Cooley Law School Grand Rapids Teen Court

  • Pro Bono Program/Legal Services Organization

On October 23, 2009 at 9:00 a.m., the first hearing of a Grand Rapids Teen Court will be held at the Law Center at the Thomas M. Cooley Law School's Grand Rapids campus. Teen Court is a pilot project of the non-profit Carter-Alexander Institute, which is working in conjunction with Cooley Law School on the project.
Teen Court is a diversion program for first time youthful misdemeanor offenders between the ages of 11 and 16. Through an agreement with the Kent County Prosecutor's Office, families of youthful offenders can opt to avoid the traditional criminal justice system by agreeing to participate in Teen Court. The participants must agree to remain in school, attend street law workshops, complete community service, apologize to any victims, and attend a hearing at which a jury of their peers (local high school students) will deliver a disposition that often includes additional community service, restitution, and other forms of restorative justice.
The project has received support from local bench, prosecutor's office, and probation department in Kent County, and local leaders have welcomed the effort to reduce juvenile recidivism. Cooley faculty will serve as volunteer judges along with local attorneys and judges. Cooley students will serve as Respondents' and victims' advocates, hearing observers, and as jury monitors during jury deliberations. They will also help the Respondents complete their required orders for the Teen Court diversion from prosecution.
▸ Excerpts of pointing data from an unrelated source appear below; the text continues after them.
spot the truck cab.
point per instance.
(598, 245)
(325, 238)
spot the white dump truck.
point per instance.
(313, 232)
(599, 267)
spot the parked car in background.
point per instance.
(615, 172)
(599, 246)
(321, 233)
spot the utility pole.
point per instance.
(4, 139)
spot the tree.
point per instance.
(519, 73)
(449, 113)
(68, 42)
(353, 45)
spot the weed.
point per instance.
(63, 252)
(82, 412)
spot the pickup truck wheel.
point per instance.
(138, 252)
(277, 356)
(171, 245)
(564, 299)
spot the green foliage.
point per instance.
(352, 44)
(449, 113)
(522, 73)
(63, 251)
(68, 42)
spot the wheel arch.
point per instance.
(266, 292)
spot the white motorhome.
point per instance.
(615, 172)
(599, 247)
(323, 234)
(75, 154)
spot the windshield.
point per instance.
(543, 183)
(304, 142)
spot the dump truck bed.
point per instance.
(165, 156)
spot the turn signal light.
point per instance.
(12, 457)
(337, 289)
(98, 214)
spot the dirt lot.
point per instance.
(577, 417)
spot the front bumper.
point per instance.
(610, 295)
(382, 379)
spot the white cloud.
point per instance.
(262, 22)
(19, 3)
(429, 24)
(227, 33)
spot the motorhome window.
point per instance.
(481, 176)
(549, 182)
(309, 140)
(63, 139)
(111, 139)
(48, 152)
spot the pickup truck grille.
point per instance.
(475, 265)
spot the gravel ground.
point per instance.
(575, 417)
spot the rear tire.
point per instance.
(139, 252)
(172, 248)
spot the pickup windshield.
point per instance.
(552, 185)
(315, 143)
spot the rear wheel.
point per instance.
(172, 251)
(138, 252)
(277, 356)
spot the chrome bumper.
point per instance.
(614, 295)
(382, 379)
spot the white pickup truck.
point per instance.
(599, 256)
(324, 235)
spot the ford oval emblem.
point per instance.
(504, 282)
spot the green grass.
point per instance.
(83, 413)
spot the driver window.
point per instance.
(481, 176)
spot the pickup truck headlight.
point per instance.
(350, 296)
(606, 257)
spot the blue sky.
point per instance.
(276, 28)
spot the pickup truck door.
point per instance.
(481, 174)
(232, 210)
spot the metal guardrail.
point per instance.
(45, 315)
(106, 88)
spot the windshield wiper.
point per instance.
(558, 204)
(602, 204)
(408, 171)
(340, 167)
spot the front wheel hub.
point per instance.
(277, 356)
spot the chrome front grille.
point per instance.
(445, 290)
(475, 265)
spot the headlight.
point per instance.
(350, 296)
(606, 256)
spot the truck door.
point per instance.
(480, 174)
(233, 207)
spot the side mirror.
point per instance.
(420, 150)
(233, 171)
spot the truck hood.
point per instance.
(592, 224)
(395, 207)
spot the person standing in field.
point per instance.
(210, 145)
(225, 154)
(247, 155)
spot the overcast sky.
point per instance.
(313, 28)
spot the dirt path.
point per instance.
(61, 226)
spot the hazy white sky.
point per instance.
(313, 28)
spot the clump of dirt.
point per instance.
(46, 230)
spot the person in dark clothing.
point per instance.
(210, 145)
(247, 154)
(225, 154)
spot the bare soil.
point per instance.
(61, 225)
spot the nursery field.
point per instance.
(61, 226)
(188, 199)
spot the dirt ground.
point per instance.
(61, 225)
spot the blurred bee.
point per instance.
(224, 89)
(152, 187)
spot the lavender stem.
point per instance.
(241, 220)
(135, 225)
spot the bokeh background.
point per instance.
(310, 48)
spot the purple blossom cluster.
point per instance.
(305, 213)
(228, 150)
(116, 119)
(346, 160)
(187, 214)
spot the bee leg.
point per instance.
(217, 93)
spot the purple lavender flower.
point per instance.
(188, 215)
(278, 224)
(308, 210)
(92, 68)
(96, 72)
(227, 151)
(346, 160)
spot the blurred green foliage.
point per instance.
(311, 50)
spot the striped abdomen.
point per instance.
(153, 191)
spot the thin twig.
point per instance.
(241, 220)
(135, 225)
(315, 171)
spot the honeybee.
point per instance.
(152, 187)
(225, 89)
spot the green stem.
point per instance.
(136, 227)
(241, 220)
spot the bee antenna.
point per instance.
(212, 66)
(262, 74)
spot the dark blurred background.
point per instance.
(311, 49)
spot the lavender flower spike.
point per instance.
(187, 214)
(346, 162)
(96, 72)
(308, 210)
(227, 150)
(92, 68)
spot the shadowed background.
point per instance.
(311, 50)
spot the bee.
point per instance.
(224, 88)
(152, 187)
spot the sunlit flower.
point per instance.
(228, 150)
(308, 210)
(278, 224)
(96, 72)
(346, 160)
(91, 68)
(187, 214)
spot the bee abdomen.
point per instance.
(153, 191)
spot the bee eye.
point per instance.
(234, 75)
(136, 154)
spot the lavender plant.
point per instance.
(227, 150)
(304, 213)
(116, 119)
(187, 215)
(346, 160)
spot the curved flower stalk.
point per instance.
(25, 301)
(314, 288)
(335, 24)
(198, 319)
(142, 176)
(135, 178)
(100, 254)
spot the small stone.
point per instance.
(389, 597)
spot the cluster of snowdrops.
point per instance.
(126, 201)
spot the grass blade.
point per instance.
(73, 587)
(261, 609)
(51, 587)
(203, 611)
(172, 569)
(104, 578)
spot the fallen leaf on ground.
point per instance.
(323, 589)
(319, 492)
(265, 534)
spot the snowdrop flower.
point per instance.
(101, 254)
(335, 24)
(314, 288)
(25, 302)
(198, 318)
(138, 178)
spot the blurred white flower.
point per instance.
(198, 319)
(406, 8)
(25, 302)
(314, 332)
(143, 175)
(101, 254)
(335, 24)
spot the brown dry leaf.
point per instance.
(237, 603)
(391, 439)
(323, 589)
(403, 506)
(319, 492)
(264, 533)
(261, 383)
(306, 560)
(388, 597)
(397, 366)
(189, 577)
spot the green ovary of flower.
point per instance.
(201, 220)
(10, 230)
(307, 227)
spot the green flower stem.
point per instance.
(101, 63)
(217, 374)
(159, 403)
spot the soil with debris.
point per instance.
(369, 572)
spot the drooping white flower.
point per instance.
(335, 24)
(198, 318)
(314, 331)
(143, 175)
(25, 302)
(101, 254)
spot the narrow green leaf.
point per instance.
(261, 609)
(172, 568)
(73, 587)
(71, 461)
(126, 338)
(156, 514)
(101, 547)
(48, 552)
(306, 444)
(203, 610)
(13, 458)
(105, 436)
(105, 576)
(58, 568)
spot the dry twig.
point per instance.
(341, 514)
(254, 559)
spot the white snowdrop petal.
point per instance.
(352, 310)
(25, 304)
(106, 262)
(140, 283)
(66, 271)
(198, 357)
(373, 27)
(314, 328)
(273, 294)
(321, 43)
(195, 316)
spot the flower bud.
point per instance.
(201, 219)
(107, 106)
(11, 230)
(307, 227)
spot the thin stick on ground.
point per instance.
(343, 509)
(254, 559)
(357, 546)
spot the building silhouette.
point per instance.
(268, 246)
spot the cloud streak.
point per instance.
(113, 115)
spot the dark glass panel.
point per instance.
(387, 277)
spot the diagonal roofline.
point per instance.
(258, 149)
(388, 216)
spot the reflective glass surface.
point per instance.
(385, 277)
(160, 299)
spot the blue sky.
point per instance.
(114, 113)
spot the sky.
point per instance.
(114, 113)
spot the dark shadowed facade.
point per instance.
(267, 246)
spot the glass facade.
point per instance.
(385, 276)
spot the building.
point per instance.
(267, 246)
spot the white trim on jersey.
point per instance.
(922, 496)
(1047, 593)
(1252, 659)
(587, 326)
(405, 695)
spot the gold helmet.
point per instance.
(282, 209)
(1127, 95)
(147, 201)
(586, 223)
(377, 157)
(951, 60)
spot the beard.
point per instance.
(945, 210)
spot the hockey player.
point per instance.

Many of them may also serve as academic mentors for the students and establish relationships with the teenagers that continue beyond Teen Court.
Anna Rapa, the director of the Carter-Alexander Institute, and an adjunct professor at Cooley, is leading the pilot project with the assistance of Assistant Dean Tracey Brame, Adjunct Professor Mike Dunn, and students Audrey Codera and Ebony Holden. They have worked closely with the Teen Court program in Lansing, MI, which has operated for years in conjunction with the Ingham County Prosecutor's Office. Student Ebony Holden is working with Lansing Teen Court to develop a Street Law Curriculum and is also recruiting and training Cooley law students to teach it. The program participants must attend a certain number of street law sessions. Student Audrey Codera has a non-profit management background and is helping with marketing materials and standard operating procedures. In the Grand Rapids project, Cooley Law School students will teach the Street Law instruction.

Cooley has been instrumental in implementing the program, and in providing office space, student support, and numerous other in-kind donations.
Hearings will be held once every month through the spring. The pilot project participants hope to have a successful year and obtain funding for a long-term project.